Rare tokens found at Shore cannery were used to pay workers decades ago

December 01, 1992|By William Thompson | William Thompson,Staff Writer

QUEENSTOWN -- In a dark and dusty corner of a storeroom, employees at the S.E.W. Friel cannery here recently discovered a wooden box filled with reminders that the lowly tomato was once king on the Eastern Shore.

Inside the box were thousands of rare, brass tokens that were used during the first half of the century to pay cannery workers for skinning tomatoes and other vegetables.

In the years just after World War I, there were 250 canneries on the Eastern Shore, according to R. Lee Burton Jr., a Cambridge man who wrote a book about the subject. And during the next several decades, as many as 500 canneries operated at one time or another on the Shore.

Partly because they did not want to have large amounts of cash on hand, cannery owners issued their own scrip that workers could spend at local stores or exchange for U.S. currency at the end of the week.

Skinners were paid a token -- usually worth a few cents -- for every bucket of tomatoes they peeled. They could exchange tokens of small denominations for brass coins of higher value. "A good peeler could do 100 buckets a day," said Mr. Burton. There may have been as many as 2,000 different kinds of tokens on the Eastern Shore through the years, he said.

Tokens were made of brass, aluminum or, in some instances, red fabric "which showed the canner was really a cheapskate," he said.

The practice of paying in tokens ended in the early 1950s with passage of federal wage and hour laws.

When the cost of old and rare silver coins rose abruptly in the 1960s, some numismatists turned to collecting the brass cannery tokens.

"In most instances, though, they were thrown away" as canneries closed, said Mr.

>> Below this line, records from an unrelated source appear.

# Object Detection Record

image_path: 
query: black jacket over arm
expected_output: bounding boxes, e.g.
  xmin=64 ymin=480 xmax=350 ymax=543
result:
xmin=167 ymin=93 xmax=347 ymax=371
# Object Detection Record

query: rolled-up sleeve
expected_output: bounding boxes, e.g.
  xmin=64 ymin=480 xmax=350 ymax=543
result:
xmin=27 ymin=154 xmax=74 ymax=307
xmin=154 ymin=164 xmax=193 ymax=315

Burton. "Every now and then someone finds a bunch of them." The tokens found at Friel were almost discarded because workers did not know what they were, said Keith E. Wolfe, a company official. But word of the discovery reached Sam Friel, the 83-year-old company head, who saved them from the trash bin.

"I knew they were there," said Mr. Friel. "I didn't have any idea people had any use for them."

Collectors are already scrambling to get some of the Friel coins, which bear the company's initials on one side and the value on the other.

"They're definitely collectors' items," said Dennis Zembala, director of the Baltimore Museum of Industry. But a token collector in the Baltimore area, Russell W. Sears Jr., said the monetary value of the find may be diminished by its size.

"When there's a large quantity of them, they're worth cents each," Mr. Sears said, contrasting them to one-of-kind brass, minted cannery tokens, imprinted with a company name and location, that could command a price of $50 to $100.

When a coin is unique, he said, it "means all the others were dumped in the river or down the well."

Mr. Zembala said the significance of the tokens is that they represent an era when workers were paid only for what they produced.

"That doesn't happen anymore," he said.